Sir: I notice that Senator Robert Kennedy (no Vietnik) has expressed grave perturbation at the fact that the American Government has ignored three feelers towards negotiation from North Vietnam during the past seven months. I too am perturbed. A great many New Zealanders undoubtedly accepted the assurance of our Prime Minister that, while sending aid to the South Vietnamese Government, he would try in all ways to work for a negotiated peace. At that time we were informed that North Vietnam was wholly intractable. It now seems that we were misinformed. Either our Prime Minister was himself gravely misled, or he was consciously misleading us. Had the delegation of New Zealand churchmen of various denominations who approached him, urging a negotiated peace, known that the rights that might lead to that peace were being deliberately ignored – one supposes, inpage 753 favour of an unconditional surrender brought about by many massacres – would they have gone away with the feeling that the situation was being justly handled?

I believe that we live in a century more merciless than that of Genghis Khan. The massacre of Jews, the starvation of kulaks, the extermination of the civilian population of Hiroshima, Nagasaki, Dresden, Cologne – these monumental atrocities must be understood, digested, to establish a decision in each man’s heart that he will never again be more merciless than any beast. May I associate myself with the statement of that Catholic priest who had seen his village, empty of Viet Cong, containing only old people and children, consumed by explosive fire? – ‘I have seen my faithful burnt up by napalm

. . . By God, it is not possible. They must settle their account with God . . .’. To reject possible negotiations in the circumstances of this demonic war is to become, I think, a trifle insane. I pray each day that the mad will be made sane, and hearts of stone turned back into hearts of flesh.
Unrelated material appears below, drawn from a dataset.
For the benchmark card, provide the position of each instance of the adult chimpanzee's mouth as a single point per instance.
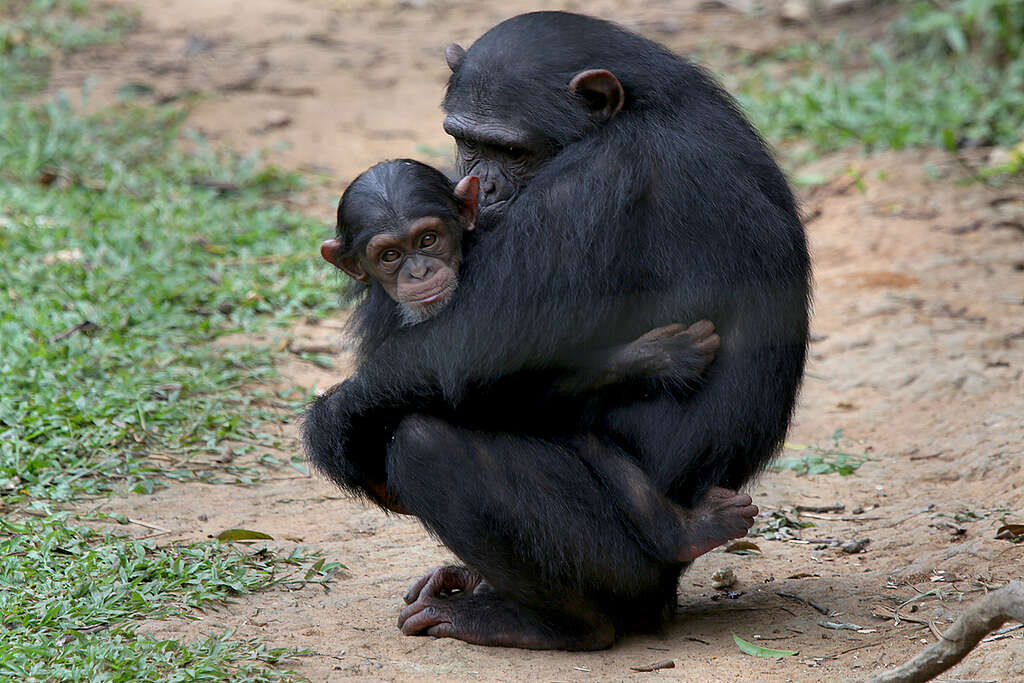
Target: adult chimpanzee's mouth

Decorum is part of the problem. How does one explain to polite, reserved, military-minded people that modern war is itself an atrocity – in the Hiroshima panels, a plain full of burnt, flayed, naked, staggering people, whose threatening, asking ghosts are now part of the collective mind of modern man? Do our neighbours remember that children frequently become insane under modern war conditions? Do they have no bad dreams? Have they lost the power to love beyond their own families?